Non-interactive collaborative editing means that there can always be one
live version of a document to which anyone can apply changes that are
versioned, identified and much more likely.  Essentially it solves the
conflicting merge problem by automatically merging all the time so that you
are always looking at the latest version (and can be alerted to recent
changes).  You can try and do this with traditional version control
arrangements but you will always run into a conflict if the system isn't
designed for the possibility of interactive collaborative editing.

Surely the way this works could be mimicked with VC. What you need to have is some kind of push going on, so that, whenever a document is saved, it is /automatically/ VC'd. And then you need to have some kind of system for signalling when a new version has been committed. An even lower-tech solution would involve some kind of polling.
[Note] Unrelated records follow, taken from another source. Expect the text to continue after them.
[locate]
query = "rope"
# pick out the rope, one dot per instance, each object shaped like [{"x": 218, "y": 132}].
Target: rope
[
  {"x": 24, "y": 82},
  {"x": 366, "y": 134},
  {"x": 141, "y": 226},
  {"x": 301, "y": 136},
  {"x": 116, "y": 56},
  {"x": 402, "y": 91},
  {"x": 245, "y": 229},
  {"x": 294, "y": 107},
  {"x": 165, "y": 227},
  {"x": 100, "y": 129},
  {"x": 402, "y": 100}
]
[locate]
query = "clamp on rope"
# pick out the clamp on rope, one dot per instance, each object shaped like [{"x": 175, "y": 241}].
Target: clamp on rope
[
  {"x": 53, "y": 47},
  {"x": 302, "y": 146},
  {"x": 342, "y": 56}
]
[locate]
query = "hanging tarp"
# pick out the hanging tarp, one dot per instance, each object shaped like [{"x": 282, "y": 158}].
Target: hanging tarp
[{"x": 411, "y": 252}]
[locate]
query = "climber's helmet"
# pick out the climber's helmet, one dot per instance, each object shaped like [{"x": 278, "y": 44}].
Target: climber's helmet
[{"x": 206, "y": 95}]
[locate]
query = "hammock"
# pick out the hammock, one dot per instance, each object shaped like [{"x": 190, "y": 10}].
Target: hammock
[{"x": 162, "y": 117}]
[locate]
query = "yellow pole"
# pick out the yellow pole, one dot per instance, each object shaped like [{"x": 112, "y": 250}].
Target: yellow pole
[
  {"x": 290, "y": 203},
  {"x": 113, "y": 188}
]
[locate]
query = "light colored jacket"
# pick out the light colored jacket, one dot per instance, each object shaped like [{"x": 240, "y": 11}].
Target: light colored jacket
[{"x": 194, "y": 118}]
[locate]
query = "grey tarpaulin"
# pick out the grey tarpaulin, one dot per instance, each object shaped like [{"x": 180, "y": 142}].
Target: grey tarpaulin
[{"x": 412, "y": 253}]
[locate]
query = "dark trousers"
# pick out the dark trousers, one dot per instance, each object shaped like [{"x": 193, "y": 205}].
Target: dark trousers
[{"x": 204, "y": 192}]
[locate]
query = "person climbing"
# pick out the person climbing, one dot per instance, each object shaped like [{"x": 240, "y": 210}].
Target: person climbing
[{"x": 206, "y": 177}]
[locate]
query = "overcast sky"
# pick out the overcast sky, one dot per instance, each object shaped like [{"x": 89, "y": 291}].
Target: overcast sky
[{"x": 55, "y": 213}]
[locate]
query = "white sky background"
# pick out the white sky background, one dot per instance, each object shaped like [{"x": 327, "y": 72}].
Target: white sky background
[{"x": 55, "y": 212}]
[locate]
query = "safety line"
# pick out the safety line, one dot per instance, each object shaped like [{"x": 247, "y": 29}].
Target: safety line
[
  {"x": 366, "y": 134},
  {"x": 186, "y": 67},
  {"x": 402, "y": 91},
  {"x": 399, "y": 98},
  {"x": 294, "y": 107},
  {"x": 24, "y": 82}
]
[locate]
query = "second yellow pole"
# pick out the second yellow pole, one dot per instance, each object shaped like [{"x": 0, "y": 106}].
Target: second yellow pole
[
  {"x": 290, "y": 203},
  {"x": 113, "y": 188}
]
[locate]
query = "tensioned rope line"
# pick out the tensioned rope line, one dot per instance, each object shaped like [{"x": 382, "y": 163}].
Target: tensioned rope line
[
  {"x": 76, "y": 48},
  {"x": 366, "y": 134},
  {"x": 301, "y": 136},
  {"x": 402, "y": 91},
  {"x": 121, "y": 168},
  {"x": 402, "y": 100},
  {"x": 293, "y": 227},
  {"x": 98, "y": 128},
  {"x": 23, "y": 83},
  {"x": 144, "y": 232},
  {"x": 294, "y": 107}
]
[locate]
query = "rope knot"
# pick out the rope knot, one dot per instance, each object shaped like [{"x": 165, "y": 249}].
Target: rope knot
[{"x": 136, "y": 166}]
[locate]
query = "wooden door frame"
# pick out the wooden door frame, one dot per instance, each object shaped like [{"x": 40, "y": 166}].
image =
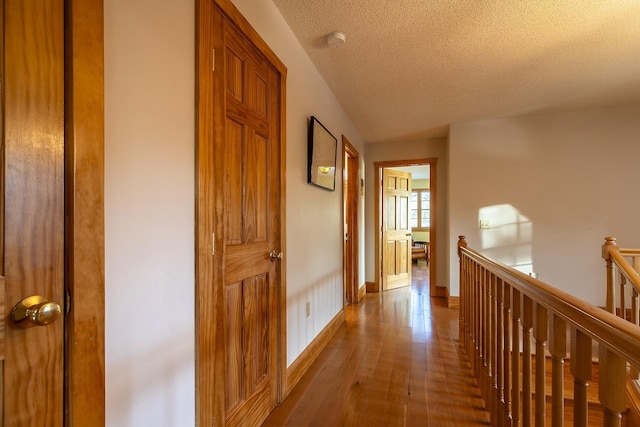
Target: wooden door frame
[
  {"x": 350, "y": 199},
  {"x": 84, "y": 206},
  {"x": 209, "y": 323},
  {"x": 378, "y": 166}
]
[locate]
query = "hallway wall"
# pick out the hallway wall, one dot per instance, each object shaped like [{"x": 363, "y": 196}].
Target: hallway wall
[
  {"x": 553, "y": 186},
  {"x": 149, "y": 205}
]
I think this would actually be relatively /easy/ to integrate into LyX. Here's the idea. When we have a version controlled file and "collaborative editing" is enabled, we run "svn up filename.lyx" in the background from time to time and see if we get anything back. This is not wholly trivial because we don't want to lose our local edits. But this could be handled by covertly saving the Buffer before doing svn up; we can backup the original and restore it if need be. Maybe the best way to do this would be to clone the local repository into LyX's temporary directory and do all the work there, only touching the "real" directory when the user saves the file. Anyway, something like that will work. What do we do, though, if there is a conflict between the newly saved file and the local edits? I guess we report the issue and give the user options, e.g., open both documents. In LyX 2.0, we could even use the new comparison feature to show the user the differences between them. Going the other way, we could commit all changes whenever they are saved, again reporting any issues we might run into. Then the most current version is always on the server.

This could almost be done without any changes to LyX. Here's how.
1. Set up a cron job that does "svn up filename.lyx" every two minutes.
2. Set up another cron job that watches filename.lyx and, if it changes, does "svn ci filename.lyx". If people aren't often editing the very same part of the document at the very same time, then this will work fine.